Als Denis Villeneuve 2011 in Kanada mit dem National Arts Centre Award geehrt wurde, drehte er anlässlich der Preisverleihung einen Kurzfilm mit dem irreführenden wie schönen Titel RATED R FOR NUDITY (R für Nacktheit). Irreführend, weil es im Film gar keine nackten Körper zu sehen gibt. Schön, weil Villeneuve stattdessen spielerisch sein künstlerisches Selbst entblößt: Selbstironisch gibt der Regisseur vor, sein Publikum mit suggestiven Bild- und Texteinblendungen zu beeinflussen und gewährt dabei auch gleich Einblick ins eigene Unterbewusstsein.
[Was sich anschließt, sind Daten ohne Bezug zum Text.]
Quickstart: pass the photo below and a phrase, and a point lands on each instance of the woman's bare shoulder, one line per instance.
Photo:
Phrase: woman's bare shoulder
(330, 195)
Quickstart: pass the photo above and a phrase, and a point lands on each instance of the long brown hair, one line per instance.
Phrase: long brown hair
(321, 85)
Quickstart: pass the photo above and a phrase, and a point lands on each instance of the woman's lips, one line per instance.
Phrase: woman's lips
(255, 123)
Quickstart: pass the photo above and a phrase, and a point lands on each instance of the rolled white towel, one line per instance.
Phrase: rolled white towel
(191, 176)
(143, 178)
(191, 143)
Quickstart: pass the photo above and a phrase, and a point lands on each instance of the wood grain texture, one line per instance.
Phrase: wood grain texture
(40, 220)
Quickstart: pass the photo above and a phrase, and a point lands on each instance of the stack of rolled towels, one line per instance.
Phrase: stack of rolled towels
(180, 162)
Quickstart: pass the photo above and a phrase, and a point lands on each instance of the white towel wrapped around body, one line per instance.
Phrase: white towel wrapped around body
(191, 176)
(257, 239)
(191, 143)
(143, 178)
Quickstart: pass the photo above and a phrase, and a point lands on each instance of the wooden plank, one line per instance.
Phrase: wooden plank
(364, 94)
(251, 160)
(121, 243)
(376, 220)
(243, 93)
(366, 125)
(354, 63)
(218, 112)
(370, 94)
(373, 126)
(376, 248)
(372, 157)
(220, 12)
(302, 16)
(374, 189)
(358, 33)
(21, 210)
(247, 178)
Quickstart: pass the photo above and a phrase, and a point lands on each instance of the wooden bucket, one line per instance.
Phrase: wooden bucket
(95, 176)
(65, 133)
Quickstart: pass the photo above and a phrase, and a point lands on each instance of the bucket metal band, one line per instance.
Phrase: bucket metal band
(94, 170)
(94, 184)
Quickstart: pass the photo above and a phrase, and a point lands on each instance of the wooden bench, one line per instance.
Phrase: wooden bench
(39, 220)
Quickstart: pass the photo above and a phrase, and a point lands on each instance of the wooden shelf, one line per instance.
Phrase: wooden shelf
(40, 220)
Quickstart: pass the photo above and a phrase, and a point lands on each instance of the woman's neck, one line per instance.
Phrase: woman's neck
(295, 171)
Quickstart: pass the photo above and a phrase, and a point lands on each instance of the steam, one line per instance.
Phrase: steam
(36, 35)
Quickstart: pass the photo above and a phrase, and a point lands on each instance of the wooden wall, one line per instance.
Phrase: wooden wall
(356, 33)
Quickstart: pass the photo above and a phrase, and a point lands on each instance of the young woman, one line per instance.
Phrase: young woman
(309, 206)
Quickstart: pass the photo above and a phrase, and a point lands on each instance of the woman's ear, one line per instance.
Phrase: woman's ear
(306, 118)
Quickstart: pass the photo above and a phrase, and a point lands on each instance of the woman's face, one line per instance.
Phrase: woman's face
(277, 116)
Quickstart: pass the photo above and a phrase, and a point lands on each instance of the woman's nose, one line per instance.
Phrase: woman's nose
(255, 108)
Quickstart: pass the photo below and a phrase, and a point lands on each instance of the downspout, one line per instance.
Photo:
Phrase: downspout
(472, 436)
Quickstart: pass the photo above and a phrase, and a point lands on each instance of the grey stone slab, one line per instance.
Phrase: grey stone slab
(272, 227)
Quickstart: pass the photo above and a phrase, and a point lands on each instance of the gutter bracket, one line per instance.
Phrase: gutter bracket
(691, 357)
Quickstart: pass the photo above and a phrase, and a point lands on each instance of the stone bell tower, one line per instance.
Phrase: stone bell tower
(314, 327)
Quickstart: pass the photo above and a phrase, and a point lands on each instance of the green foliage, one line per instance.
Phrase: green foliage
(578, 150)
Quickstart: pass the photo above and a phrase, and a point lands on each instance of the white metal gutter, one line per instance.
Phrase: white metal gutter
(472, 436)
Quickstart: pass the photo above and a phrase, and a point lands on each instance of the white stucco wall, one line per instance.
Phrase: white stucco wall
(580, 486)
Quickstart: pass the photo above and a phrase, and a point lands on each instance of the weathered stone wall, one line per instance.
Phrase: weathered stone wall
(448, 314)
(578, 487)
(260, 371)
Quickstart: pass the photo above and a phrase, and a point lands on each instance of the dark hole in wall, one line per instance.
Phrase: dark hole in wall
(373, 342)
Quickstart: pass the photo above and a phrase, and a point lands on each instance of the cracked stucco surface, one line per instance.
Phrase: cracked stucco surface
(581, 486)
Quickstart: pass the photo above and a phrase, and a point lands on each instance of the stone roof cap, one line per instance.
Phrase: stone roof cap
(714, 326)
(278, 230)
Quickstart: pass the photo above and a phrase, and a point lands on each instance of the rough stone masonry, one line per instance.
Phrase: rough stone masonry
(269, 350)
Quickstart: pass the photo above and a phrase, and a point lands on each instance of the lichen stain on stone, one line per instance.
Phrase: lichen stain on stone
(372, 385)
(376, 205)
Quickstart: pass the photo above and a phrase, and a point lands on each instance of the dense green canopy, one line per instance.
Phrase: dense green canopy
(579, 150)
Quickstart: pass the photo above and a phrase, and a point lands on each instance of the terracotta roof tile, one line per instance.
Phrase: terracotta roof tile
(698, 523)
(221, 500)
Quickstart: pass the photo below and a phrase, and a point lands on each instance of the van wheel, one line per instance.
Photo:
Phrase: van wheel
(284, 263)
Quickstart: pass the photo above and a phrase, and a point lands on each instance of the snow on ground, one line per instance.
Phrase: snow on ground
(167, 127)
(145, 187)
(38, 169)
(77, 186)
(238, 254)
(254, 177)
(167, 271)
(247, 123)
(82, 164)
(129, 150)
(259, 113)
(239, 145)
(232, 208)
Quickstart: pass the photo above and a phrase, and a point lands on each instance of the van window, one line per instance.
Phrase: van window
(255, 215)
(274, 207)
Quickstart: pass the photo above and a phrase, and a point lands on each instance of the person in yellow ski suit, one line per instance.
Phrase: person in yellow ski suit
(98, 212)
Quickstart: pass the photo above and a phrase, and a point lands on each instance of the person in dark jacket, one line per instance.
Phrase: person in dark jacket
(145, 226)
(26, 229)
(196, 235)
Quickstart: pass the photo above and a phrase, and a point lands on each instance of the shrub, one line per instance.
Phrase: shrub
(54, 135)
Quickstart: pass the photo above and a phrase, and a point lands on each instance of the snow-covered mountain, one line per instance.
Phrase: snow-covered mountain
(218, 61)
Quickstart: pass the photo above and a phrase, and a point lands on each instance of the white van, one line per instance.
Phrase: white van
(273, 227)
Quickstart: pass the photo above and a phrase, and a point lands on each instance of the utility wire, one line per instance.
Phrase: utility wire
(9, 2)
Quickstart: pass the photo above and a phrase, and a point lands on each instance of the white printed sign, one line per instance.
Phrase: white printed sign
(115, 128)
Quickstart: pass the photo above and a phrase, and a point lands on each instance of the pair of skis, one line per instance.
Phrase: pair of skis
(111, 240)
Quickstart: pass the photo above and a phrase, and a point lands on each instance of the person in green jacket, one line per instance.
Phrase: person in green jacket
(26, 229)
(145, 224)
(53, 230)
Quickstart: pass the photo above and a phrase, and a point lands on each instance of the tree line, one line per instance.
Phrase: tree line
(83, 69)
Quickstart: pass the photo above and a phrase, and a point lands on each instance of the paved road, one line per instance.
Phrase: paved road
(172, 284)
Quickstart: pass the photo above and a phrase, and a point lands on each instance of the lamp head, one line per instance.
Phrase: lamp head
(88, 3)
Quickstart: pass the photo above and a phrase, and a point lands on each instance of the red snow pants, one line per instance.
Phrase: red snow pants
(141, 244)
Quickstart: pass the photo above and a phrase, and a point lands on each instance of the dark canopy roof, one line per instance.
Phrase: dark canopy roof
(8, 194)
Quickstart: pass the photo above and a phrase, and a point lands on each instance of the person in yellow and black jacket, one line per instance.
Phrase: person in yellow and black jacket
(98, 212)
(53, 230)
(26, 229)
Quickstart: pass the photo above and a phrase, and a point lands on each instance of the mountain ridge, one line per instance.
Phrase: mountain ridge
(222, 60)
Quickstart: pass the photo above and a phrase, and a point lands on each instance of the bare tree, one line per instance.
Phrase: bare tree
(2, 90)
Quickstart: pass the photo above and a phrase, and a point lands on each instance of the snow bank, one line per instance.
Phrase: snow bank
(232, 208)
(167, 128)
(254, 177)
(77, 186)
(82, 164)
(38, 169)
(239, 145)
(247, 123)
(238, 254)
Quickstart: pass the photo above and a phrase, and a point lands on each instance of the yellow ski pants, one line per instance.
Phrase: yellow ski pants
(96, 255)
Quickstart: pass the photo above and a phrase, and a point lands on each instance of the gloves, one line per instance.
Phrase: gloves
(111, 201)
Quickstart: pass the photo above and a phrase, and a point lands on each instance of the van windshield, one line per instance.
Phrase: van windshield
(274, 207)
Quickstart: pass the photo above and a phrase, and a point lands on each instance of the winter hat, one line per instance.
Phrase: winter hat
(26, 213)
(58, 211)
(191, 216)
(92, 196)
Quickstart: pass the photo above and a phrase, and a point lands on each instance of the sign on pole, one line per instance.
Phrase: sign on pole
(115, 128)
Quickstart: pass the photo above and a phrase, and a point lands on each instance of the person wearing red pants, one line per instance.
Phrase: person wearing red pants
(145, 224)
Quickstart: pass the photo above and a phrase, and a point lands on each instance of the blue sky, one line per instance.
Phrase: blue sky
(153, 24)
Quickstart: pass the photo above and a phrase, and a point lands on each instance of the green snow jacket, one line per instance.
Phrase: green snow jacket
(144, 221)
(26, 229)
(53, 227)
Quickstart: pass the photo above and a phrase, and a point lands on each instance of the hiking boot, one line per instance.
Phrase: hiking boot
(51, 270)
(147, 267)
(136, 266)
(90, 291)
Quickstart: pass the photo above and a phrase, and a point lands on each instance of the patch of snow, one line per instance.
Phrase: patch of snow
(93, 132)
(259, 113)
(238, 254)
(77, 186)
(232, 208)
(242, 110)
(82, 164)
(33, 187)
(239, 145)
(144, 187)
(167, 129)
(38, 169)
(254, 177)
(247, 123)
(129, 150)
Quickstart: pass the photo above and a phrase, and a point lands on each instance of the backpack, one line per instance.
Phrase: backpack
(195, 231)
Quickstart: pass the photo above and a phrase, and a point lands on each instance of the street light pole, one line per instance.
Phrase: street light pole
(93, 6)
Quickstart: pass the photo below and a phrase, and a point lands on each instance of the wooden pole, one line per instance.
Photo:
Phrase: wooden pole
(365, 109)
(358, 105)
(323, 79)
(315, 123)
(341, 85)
Insbesondere, wenn eine Stimme aus dem Off sinngemäß sagt „Mein Traum war es, der nächste Ingmar Bergman zu sein“, dazu auf der Leinwand aber der Name Steven Spielbergs eingeblendet wird.
Dieser subtile Witz nahm erstaunlich prophetisch vorweg, warum der frankophone Kanadier nur wenige Jahre später so gefragt in Hollywood sein sollte. Denn dort, wie auch im Rest der Welt gilt Denis Villeneuve heute als Künstler, der die vermeintlich ausschließlichen Qualitäten eines Bergmans und eines Spielbergs vereinen kann. Tatsächlich versteht es Villeneuve wie nur wenige zeitgenössische Filmemacher, komplexe psychologische Innensichten in eine eindrückliche, mühelos zwischen Realismus und Phantasmagorie oszillierende Bildsprache zu übersetzen.
Was die Arbeiten des 1967 geborenen Ausnahmeregisseurs eint, ist eine Aufrichtigkeit im Umgang mit den Figuren, zu denen seine Filme eine empathische, nicht selten schmerzliche Nähe wahren. Und dass er dabei zwischen Autorenfilm und Blockbuster seinen Stilwillen und dramaturgischen Mut bewahrt hat und sich zugleich frei von Manierismen zeigt, ist nichts weniger als ein Glücksfall für das Weltkino. Darum ist auch egal, welche Herausforderung als Nächstes für den Regisseur kommen mag, die Zeit der Vergleiche ist vorbei. Nicht Ingmar Bergman. Nicht Steven Spielberg. Sondern einfach Denis Villeneuve.